Sur place, 117 000 yens ne transforment pas Tokyo en ville bon marché. Ça couvre une vie d’étudiant serrée, pas un confort de magazine. Pour situer le quotidien, le coût de la vie au Japon reste le vrai juge de paix une fois l’allocation connue.
| Catégorie | Âge, en principe | Durée | Allocation mensuelle |
|---|---|---|---|
| Recherche (master, doctorat, étudiant-chercheur) | moins de 35 ans | jusqu’à 2 ans en cursus non régulier, ou la durée du diplôme | 143 000–145 000 yens |
| Formation des enseignants | moins de 35 ans, au moins 5 ans d’expérience | 18 mois, japonais compris | 143 000 yens |
| Licence | moins de 25 ans | 5 ans, japonais compris (7 ans en médecine, dentaire, pharmacie, vétérinaire) | 117 000 yens |
| Langue et culture japonaises | 18 à moins de 30 ans | 1 année universitaire | 117 000 yens |
| KOSEN (école technique) | moins de 25 ans | 4 ans, japonais compris (4 ans et demi en navigation) | 117 000 yens |
| École spécialisée | moins de 25 ans | 3 ans, japonais compris | 117 000 yens |
| Young Leaders Program (YLP) | moins de 40 ans | 1 an | 242 000 yens |
Les âges officiels sont souvent exprimés par une date de naissance (« né le 2 avril 20XX ou après ») qui glisse chaque campagne. Le tableau ci-dessus donne l’ordre de grandeur ; le PDF de l’année tranche.

Deux portes : l’ambassade ou l’université
On ne s’inscrit pas à la MEXT comme à un concours unique mondial. Il y a deux voies.
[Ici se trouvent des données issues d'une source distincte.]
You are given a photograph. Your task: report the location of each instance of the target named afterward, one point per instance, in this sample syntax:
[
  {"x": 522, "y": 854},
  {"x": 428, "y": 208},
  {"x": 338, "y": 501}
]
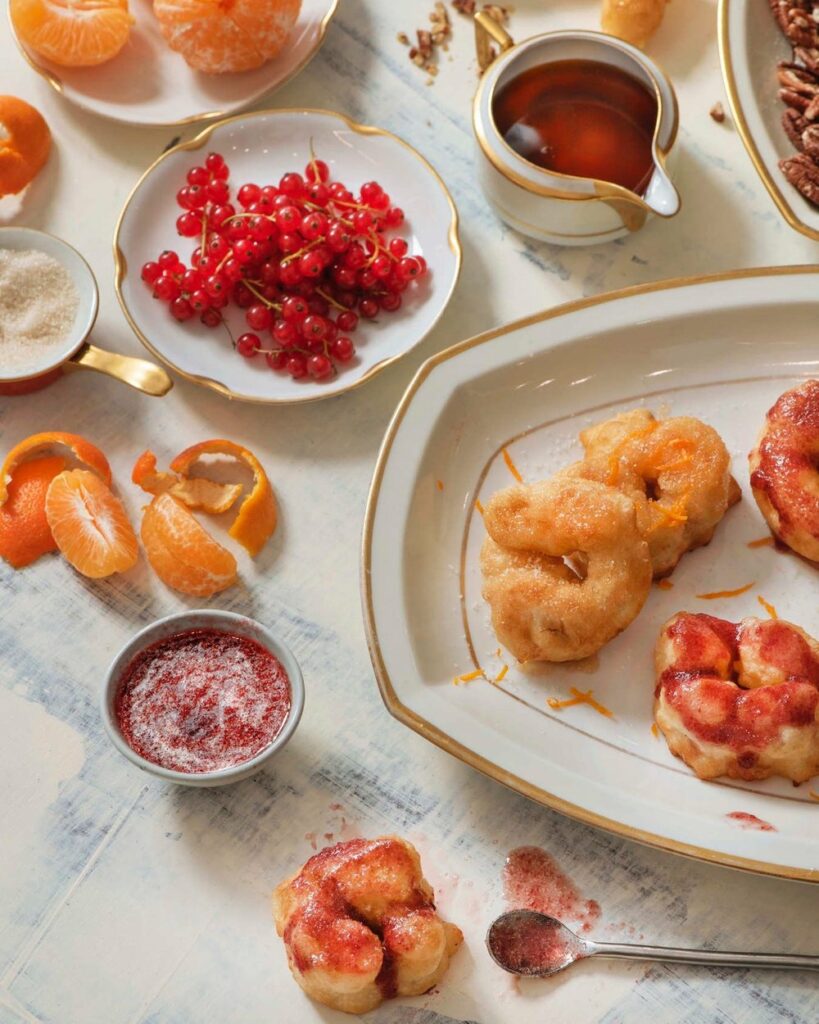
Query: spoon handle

La recommandation de l’ambassade passe par la mission diplomatique japonaise du pays dont on a la nationalité : dossier, épreuves écrites, entretien. C’est la porte la plus visible, et souvent la seule ouverte pour certaines catégories — enseignants ou école spécialisée, selon les pays. Le calendrier n’est pas universel : chaque ambassade publie ses dates. En France, l’Ambassade du Japon à Paris ouvre ses propres appels ; ailleurs, on lit le site de la représentation locale.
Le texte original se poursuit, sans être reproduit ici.